COOPER: John King, the importance of this tonight?

JOHN KING, CNN ANCHOR: This debate is going to help us understand, Anderson, in a very important way, just what Republican voters are working for.

Governor Perry's answer you just played there, the boos on immigration, his position on HPV, which he says he wouldn't do again. Out of step, especially with Tea Party states rights voters.

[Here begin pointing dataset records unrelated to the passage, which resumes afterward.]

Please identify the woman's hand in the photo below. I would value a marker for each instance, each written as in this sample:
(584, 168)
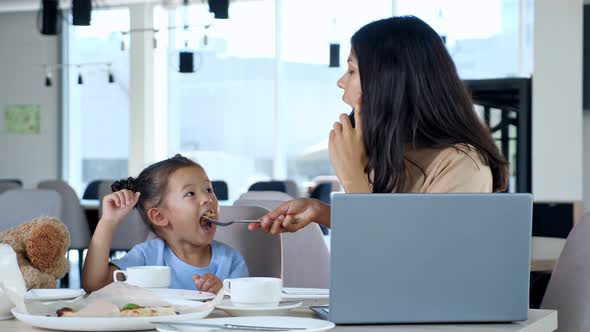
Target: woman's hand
(347, 153)
(116, 206)
(293, 215)
(208, 283)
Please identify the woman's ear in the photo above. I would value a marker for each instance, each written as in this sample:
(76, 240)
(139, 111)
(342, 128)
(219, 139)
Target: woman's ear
(157, 217)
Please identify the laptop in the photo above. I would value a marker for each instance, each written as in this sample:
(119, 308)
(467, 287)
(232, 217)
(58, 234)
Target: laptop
(429, 258)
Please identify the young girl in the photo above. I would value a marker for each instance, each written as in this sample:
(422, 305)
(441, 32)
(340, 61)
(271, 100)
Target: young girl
(171, 196)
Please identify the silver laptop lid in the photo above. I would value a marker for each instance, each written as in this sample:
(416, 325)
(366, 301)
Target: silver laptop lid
(412, 258)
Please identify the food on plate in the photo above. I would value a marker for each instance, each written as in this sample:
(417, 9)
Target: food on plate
(65, 311)
(138, 311)
(106, 310)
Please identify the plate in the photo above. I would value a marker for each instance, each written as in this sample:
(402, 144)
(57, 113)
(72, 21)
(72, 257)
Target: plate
(183, 294)
(309, 324)
(53, 294)
(305, 293)
(236, 310)
(104, 324)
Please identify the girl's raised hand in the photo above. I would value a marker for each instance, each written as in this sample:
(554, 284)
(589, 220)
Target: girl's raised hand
(116, 206)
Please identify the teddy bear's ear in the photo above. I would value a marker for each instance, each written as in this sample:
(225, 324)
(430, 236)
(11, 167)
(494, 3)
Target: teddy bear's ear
(47, 244)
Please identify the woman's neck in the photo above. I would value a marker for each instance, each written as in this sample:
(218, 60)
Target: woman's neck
(190, 253)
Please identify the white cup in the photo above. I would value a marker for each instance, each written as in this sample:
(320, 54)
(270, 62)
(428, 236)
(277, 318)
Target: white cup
(255, 292)
(146, 276)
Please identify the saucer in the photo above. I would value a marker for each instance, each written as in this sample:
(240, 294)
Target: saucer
(241, 310)
(53, 294)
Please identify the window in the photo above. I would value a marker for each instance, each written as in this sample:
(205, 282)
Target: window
(97, 117)
(222, 114)
(487, 39)
(310, 99)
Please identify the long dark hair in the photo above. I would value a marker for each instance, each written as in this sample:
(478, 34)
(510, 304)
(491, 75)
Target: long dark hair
(152, 183)
(412, 97)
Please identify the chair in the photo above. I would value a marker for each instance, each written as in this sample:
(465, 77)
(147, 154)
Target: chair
(268, 186)
(17, 181)
(9, 184)
(266, 195)
(73, 216)
(568, 290)
(220, 189)
(322, 192)
(19, 206)
(306, 258)
(261, 251)
(131, 231)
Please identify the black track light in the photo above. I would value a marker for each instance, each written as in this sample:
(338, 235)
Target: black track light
(219, 8)
(186, 62)
(81, 12)
(334, 55)
(48, 17)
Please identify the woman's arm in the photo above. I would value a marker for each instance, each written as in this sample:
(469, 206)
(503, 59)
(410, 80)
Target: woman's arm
(293, 215)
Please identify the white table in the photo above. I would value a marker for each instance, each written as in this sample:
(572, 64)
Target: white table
(539, 321)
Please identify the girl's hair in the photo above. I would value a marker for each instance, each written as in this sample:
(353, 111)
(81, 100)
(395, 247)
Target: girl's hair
(412, 98)
(152, 183)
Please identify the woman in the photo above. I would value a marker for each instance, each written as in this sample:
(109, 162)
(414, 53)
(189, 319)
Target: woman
(416, 130)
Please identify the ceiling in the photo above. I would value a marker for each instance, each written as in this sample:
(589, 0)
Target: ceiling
(27, 5)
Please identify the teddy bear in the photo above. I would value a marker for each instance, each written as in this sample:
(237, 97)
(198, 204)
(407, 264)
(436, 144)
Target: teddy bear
(40, 246)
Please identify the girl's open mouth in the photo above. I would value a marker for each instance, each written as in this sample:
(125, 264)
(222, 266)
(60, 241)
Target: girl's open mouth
(203, 222)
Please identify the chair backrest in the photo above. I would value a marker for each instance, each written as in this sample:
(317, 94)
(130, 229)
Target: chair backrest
(568, 290)
(220, 189)
(261, 251)
(306, 258)
(8, 185)
(91, 191)
(19, 206)
(17, 181)
(265, 195)
(268, 186)
(131, 231)
(72, 214)
(322, 192)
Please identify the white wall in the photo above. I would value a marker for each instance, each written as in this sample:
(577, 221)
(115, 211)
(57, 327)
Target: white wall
(557, 100)
(29, 157)
(586, 164)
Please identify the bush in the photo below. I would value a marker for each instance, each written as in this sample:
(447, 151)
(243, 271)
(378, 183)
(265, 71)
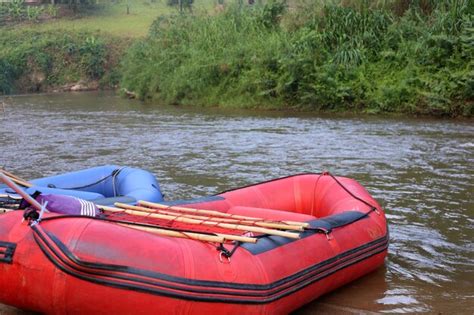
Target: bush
(32, 61)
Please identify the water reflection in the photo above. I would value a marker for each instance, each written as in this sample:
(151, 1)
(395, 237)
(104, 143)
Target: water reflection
(420, 170)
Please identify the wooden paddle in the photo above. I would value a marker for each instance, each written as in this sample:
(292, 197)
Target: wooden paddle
(273, 225)
(229, 237)
(16, 179)
(216, 213)
(20, 191)
(138, 211)
(189, 235)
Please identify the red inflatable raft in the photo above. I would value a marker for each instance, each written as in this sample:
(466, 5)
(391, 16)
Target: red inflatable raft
(117, 264)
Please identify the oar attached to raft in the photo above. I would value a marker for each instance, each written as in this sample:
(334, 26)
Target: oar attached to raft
(157, 230)
(171, 211)
(9, 182)
(16, 179)
(217, 214)
(141, 211)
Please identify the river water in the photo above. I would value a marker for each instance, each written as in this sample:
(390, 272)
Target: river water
(420, 170)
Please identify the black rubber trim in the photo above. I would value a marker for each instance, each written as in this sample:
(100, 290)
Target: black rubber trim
(205, 283)
(207, 298)
(323, 225)
(262, 297)
(7, 250)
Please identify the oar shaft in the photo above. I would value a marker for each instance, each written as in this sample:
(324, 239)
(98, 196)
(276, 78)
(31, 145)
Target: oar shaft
(215, 213)
(216, 224)
(214, 219)
(227, 237)
(16, 179)
(189, 235)
(20, 191)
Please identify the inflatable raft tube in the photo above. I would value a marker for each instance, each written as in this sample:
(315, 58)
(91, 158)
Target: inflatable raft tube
(87, 265)
(103, 185)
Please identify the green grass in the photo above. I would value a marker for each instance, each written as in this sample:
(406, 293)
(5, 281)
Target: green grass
(329, 56)
(113, 19)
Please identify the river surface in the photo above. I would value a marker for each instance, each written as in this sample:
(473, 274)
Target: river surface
(420, 170)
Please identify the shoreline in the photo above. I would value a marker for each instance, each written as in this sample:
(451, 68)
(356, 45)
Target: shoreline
(4, 102)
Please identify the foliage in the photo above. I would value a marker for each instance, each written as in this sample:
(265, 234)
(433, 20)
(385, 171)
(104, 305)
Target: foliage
(32, 61)
(373, 56)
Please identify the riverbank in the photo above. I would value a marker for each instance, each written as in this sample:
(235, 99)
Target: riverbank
(383, 58)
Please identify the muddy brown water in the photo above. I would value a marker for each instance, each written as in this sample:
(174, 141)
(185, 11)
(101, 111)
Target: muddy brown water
(420, 170)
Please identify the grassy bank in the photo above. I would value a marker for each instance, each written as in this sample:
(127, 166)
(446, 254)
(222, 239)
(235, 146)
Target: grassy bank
(33, 61)
(414, 57)
(377, 56)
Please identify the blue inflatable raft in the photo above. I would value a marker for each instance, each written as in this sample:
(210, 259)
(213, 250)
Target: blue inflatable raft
(103, 185)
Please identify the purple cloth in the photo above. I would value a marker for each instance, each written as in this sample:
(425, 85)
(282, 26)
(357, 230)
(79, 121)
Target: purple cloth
(69, 205)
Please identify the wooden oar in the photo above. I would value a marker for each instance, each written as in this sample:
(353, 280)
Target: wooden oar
(20, 191)
(272, 225)
(189, 235)
(16, 179)
(10, 196)
(137, 211)
(215, 213)
(228, 237)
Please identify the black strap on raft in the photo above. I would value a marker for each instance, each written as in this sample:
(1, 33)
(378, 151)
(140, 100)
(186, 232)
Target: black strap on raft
(114, 174)
(228, 253)
(25, 204)
(372, 207)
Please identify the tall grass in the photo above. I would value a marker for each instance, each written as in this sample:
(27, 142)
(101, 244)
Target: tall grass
(32, 61)
(373, 56)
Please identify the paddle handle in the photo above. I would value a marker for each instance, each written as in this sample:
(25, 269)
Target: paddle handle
(35, 204)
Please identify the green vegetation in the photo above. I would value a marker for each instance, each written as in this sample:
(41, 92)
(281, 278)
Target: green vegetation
(369, 56)
(407, 56)
(32, 61)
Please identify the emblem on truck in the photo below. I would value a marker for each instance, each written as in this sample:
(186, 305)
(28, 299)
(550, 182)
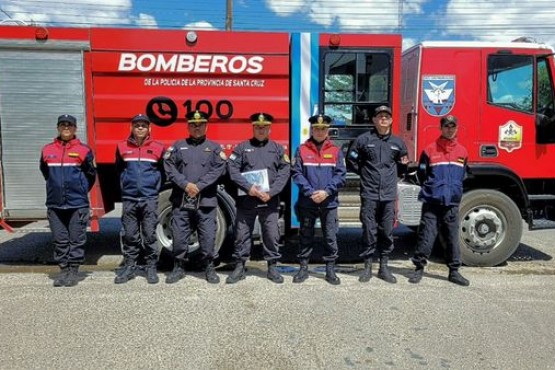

Is that enough to chip away his lead in the polls? Do they think, "He's out of step with us on conservative issues?" Or do they view him as the best candidate to go up against President Obama, and, therefore, they're willing to forgive or forget some policy differences?

COOPER: Interesting stuff. Ari Fleischer?

FLEISCHER: This is still an extraordinarily fluid Republican primary that's built on shifting sands. At any one moment, any strong candidate could emerge to move on top.

It's also going to help Perry and Romney. They both did well tonight. They both are going to have more money than their opponents, and they've got the best organizations in different states.

One point on Jon Huntsman, who I still believe has a shot because he sort of fits the New Hampshire maverick model. He has got to look like he's having more fun at these debates. He reminded me tonight of a schoolteacher whose classes you want to cut. He's got to have a little more fun out there.

COOPER: Ouch. Gloria Borger.

GLORIA BORGER, CNN POLITICAL ANALYST: You know, very briefly, I want to follow up on Wolf's point. I think Rick Perry wants to be the truth teller among all of these candidates. That's what he was doing tonight. Not backing down off his positions.

He also wants to convince Republicans that he's the person to take the fight to Barack Obama and by not backing down on what he believes, his campaign thinks that's going to help him.

COOPER: David Gergen, we have about 30 seconds or so.

DAVID GERGEN, CNN POLITICAL ANALYST: Anderson, the big story of the Republican nomination fight right now is the way Rick Perry has burst on to the scene like this bright star seizing the lead. I think the question becomes, does he flame out? And we don't know yet. Does he say things that get him in trouble or, as Paul Begala keeps suggesting, are there things in his background that will get him in trouble? We'll have to wait and see.

COOPER: Fascinating night. Fascinating analysis. My thanks to all our panelists. Still ahead tonight, the CNN Tea Party Republican presidential debate in its entirety. You can see it from the beginning at the top of the hour.